What has happened? Is it inflation targeting or is it something more?
INFLATION TARGETING IS FAILING...Instead of working as Ben Bernanke said it would, getting markets to see what central banks want and then acting to make that happen reinforcing the target goal, Central banks have instead used targeting as crutch to promise the target and deliver something else. This dissonance will eventually weigh on central bank credibility and undermine the process that Bernanke said would help banks to achieve their target.
ECB HICP inflation is not that far from its target, but momentum is in the wrong direction and inflation has been over target since early 2021 (38 consecutive months). Core inflation in the EMU is far too high (data lag by one month) and core inflation is accelerating- again moving in the wrong direction.
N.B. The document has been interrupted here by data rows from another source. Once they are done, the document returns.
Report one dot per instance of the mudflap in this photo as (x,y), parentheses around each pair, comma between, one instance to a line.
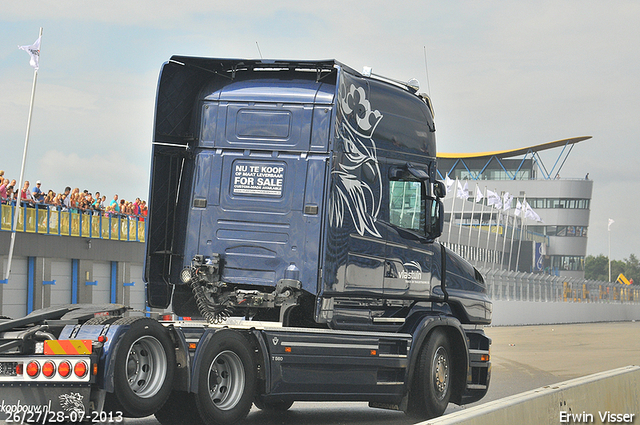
(34,403)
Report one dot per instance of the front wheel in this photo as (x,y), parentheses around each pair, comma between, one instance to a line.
(226,379)
(272,405)
(431,389)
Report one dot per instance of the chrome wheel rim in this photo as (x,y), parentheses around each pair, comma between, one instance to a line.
(226,380)
(440,373)
(146,366)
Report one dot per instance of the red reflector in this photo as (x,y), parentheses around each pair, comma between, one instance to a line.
(48,369)
(64,369)
(33,369)
(80,369)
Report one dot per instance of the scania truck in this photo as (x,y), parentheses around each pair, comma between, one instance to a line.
(294,216)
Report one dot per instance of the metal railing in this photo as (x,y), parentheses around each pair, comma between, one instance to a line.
(49,221)
(519,286)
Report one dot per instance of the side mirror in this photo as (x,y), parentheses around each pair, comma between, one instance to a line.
(435,218)
(438,189)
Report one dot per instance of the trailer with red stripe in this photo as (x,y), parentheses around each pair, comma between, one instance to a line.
(294,212)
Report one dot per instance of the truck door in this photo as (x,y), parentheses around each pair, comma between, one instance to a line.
(408,256)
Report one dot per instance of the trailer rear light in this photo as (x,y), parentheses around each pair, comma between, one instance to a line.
(33,368)
(48,369)
(64,369)
(80,369)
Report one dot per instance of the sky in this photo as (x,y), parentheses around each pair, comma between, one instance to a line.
(501,75)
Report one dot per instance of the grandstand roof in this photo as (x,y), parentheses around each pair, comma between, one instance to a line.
(514,152)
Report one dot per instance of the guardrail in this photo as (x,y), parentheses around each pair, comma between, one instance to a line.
(510,285)
(48,221)
(606,397)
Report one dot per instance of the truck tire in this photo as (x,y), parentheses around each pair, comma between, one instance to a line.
(226,379)
(179,409)
(431,388)
(272,405)
(143,369)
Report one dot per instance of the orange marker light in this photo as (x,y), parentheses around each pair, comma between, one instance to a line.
(48,369)
(64,369)
(33,369)
(80,369)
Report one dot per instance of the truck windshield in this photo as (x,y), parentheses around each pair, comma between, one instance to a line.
(407,205)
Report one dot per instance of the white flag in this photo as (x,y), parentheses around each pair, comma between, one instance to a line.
(530,213)
(448,183)
(34,52)
(518,208)
(494,199)
(506,201)
(463,192)
(479,195)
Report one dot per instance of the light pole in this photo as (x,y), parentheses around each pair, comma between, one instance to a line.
(609,230)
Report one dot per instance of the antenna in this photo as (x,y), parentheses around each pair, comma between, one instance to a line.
(426,69)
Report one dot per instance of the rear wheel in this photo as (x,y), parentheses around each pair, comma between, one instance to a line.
(227,379)
(143,369)
(431,388)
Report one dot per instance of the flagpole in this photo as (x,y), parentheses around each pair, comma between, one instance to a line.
(481,217)
(453,202)
(522,224)
(513,234)
(473,211)
(24,160)
(489,233)
(464,201)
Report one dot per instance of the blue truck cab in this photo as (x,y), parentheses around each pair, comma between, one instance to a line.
(294,216)
(304,194)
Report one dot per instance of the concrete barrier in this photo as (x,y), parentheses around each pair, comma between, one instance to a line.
(603,398)
(508,313)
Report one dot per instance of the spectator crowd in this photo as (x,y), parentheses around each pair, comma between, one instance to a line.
(69,200)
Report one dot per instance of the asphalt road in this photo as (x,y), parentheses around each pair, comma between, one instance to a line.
(523,358)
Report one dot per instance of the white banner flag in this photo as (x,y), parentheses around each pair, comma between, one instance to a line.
(530,213)
(506,201)
(448,183)
(34,52)
(479,194)
(463,192)
(518,208)
(494,199)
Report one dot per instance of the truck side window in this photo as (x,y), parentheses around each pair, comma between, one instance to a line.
(407,205)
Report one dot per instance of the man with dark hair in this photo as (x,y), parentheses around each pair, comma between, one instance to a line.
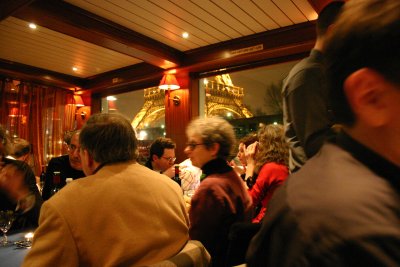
(121,214)
(305,97)
(342,207)
(162,156)
(69,165)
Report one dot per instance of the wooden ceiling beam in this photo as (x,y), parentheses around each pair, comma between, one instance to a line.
(28,73)
(318,5)
(76,22)
(8,8)
(282,42)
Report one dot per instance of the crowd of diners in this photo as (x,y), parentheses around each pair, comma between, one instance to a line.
(323,188)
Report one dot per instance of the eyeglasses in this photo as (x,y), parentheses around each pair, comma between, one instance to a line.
(73,147)
(170,159)
(193,145)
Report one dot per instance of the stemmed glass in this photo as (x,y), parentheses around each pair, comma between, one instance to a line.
(7,217)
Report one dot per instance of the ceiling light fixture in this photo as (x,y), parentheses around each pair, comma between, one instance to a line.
(169,82)
(78,101)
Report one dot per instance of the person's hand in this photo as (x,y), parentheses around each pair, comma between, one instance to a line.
(239,169)
(12,181)
(170,172)
(251,152)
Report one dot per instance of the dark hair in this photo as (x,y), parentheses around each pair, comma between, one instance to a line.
(249,139)
(327,16)
(109,138)
(367,35)
(158,146)
(213,130)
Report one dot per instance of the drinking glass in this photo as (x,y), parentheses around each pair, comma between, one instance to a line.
(7,217)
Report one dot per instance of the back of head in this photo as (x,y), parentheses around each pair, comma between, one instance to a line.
(249,139)
(366,35)
(328,16)
(158,146)
(272,146)
(109,138)
(21,147)
(214,130)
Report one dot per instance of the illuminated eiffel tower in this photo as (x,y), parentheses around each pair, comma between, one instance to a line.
(221,97)
(153,108)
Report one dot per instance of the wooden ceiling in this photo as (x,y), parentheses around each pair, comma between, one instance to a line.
(110,40)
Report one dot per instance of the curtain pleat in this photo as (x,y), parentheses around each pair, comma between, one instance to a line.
(40,114)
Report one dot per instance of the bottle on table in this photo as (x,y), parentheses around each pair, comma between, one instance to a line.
(56,183)
(42,178)
(176,177)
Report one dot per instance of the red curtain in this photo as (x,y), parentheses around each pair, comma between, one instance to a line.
(40,114)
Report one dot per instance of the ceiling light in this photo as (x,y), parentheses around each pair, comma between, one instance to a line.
(111,98)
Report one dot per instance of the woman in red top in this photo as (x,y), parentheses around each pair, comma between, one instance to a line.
(267,166)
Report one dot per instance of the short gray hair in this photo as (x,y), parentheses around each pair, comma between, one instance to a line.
(109,138)
(214,130)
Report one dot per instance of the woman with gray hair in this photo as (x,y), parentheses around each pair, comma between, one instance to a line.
(221,198)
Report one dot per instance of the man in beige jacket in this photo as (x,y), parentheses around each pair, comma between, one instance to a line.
(122,214)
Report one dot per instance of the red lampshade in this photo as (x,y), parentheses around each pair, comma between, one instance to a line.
(169,82)
(78,101)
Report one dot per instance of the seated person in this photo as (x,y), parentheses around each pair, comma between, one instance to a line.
(267,166)
(122,214)
(239,163)
(162,156)
(190,176)
(18,189)
(22,150)
(222,198)
(69,166)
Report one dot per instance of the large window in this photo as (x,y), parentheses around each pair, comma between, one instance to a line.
(245,98)
(146,111)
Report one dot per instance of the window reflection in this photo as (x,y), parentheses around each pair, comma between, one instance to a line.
(245,98)
(146,111)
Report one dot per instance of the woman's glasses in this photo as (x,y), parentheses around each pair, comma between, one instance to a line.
(193,145)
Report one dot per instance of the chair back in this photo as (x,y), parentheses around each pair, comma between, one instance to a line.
(193,254)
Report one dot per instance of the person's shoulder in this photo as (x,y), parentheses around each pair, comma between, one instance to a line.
(274,166)
(60,159)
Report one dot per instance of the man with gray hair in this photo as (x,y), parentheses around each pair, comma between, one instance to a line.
(121,214)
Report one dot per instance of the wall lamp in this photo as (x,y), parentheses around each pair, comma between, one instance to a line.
(169,82)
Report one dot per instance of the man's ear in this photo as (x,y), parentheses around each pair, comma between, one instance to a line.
(214,148)
(89,160)
(365,93)
(154,157)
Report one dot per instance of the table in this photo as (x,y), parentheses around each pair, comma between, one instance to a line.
(11,256)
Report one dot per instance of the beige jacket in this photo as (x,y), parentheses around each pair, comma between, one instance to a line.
(124,215)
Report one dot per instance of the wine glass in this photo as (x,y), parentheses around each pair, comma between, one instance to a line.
(7,217)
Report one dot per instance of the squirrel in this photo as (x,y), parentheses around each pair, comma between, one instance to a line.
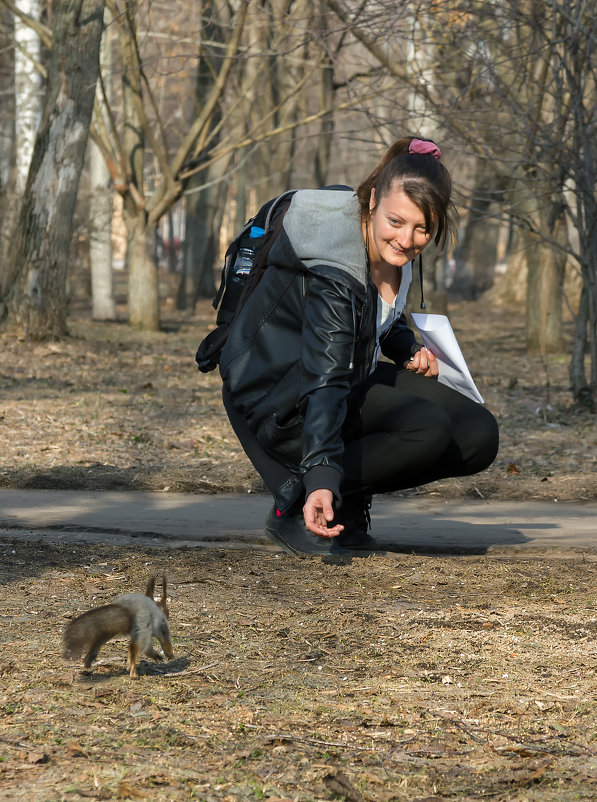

Some weakness, yes, but is it all that serious? The ECB speaks of a concern about weaker growth, but few of the early reporting EMU members display GDP declines in Q2. Among the 14 EMU members, I have data for only Austria, Germany and Ireland log declines in GDP Q/Q as of 2024-Q2. Austria, Finland, and Ireland log declines in GDP on four-quarter changes – that’s a more serious issue. Among the five EMU member countries that report composite PMI data to S&P, only Germany has a diffusion reading below 50 (indicating contraction). The EMU reading is 51.1 and it improved in August. EMU composite data ranked over the last 4 ½ years has a 51-queue percentile standing putting just above its median for the period (median occurs at 50). France, Italy, and Spain all have queue-standings above their respective 50th percentiles. Ireland and Germany are exceptions; Germany’s queue-standing is weak at the 28.6 percentile. The EMU’s largest economy has been weaker in terms of year-on-year growth only about 25% of the time.